"Dungeon Siege" Movie Shows Promise
There are several factors that separate "Dungeon Siege" from debacles like "House of the Dead" and "Alone in the Dark." For one, Boll brought in acclaimed action director and choreographer Tony Ching ("House of Flying Dagger," "Hero") to helm the film's many action sequences. That's worked wonders in the film, which has several massive battles between the Krugs (the human-like monsters from the game) and the King's armies. These battles, which occur in the woods and feature tree fights as well as in the rain at night, have a big budget feel. In fact, the entire movie looks like a $100 million production. The special effects are all top notch. The only thing in the movie that lacks a "Lord of the Rings" feel are the krugs, which at times look like stuntmen in rubber suits rather than monsters.
The other thing that's in Boll's favor are the actors. In the past, Boll has directed actors like Steohen Dorff, Tara Reid and Michelle Rodriguez. This time around, Boll brought in a truly great cast of actors and it shows on screen. While not everyone is on top of their game, John Rhys-Davies, Jason Statham, Ron Pearlman and Leelee Sobieski all deliver solid performances. Ray Liotta is fun to watch as the film's villain, although the actor doesn't need to worry about any new Oscar nods.

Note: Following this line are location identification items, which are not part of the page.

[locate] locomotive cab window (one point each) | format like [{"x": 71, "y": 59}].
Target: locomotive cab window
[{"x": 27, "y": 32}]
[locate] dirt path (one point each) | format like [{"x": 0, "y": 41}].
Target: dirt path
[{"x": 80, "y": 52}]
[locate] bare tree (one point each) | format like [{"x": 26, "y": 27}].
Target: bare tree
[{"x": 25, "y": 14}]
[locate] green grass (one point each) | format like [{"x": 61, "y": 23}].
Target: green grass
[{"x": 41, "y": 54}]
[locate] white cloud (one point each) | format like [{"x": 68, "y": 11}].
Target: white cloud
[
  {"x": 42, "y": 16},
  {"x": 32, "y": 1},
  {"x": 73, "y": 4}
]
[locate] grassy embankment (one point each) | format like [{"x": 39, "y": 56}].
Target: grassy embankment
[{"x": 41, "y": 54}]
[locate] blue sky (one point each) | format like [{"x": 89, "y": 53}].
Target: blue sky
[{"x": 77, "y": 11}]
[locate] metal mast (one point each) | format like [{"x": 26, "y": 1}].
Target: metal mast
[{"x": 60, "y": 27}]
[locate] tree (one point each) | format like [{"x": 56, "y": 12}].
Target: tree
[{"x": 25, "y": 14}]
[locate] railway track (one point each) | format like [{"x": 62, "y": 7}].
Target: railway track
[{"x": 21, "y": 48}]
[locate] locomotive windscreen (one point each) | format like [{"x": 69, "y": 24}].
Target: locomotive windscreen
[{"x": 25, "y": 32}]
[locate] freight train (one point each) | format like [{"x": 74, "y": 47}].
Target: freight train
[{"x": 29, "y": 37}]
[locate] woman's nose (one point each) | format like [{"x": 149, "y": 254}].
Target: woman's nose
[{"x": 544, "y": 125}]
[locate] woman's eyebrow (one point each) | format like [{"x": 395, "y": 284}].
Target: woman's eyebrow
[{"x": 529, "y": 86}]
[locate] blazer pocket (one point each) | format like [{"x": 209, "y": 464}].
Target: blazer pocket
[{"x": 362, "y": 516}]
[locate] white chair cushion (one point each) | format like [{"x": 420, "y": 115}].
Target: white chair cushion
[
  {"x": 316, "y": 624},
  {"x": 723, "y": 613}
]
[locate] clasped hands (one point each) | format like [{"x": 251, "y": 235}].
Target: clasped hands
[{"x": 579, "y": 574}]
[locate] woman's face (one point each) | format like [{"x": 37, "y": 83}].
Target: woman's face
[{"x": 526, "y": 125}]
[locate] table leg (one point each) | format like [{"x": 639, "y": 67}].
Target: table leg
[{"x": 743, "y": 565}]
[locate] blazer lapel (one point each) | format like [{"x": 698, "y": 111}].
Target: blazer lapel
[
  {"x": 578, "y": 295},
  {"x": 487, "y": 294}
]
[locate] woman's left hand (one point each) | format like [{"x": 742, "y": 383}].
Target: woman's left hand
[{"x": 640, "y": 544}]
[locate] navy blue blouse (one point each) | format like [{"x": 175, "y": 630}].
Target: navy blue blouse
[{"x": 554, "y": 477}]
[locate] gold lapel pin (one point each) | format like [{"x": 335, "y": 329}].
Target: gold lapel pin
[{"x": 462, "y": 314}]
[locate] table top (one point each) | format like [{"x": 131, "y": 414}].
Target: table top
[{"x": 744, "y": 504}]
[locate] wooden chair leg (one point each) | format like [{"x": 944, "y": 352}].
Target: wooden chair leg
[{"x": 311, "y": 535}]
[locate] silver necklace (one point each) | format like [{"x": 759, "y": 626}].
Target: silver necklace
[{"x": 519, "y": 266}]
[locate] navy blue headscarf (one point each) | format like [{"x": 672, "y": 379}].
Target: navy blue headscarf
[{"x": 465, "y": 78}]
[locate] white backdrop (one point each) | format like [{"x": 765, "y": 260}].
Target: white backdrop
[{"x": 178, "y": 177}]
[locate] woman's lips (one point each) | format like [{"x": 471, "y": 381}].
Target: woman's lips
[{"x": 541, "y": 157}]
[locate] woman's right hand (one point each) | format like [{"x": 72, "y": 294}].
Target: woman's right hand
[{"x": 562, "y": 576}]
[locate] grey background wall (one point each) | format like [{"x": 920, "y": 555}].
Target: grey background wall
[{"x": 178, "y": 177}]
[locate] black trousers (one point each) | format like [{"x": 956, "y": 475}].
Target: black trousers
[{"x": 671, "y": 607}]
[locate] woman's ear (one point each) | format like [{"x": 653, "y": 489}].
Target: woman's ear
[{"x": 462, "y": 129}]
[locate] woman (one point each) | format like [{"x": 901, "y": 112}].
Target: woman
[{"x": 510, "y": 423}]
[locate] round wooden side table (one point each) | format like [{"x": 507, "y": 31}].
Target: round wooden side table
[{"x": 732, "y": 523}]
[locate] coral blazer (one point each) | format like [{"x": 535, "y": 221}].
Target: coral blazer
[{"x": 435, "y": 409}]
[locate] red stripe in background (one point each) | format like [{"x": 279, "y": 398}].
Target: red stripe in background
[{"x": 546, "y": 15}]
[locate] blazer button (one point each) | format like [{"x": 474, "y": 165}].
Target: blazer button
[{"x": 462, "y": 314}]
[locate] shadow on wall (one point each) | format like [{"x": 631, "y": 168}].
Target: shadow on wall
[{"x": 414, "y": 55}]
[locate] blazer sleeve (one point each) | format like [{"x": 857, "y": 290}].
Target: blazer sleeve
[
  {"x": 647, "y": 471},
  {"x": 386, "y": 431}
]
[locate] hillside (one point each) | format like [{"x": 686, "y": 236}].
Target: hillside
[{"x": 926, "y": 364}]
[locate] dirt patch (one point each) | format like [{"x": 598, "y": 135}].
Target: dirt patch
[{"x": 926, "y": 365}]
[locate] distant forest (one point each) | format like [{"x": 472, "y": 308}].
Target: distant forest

With so many characters to follow, the story could have been bogged down with boring dialogue--something Boll has not done well in past films--but the pace of this movie moves briskly and there's enough action throughout to keep everything moving forward at a solid pace. This is the first film that Boll has made that I can honestly recommend to people. It's not the best movie ever made, but it is the best movie Boll has ever done. He's certainly come a long way over the years, and faced off against (and even boxed against) very harsh critics.
"Dungeon Siege" has screened at the American Film Institute and several critics have praised the film. Boll has sold the movie to 20th Century Fox for a German release in summer 2007. The movie is expected to open in North America at some point next year, but Boll is still negotiating with movie studios.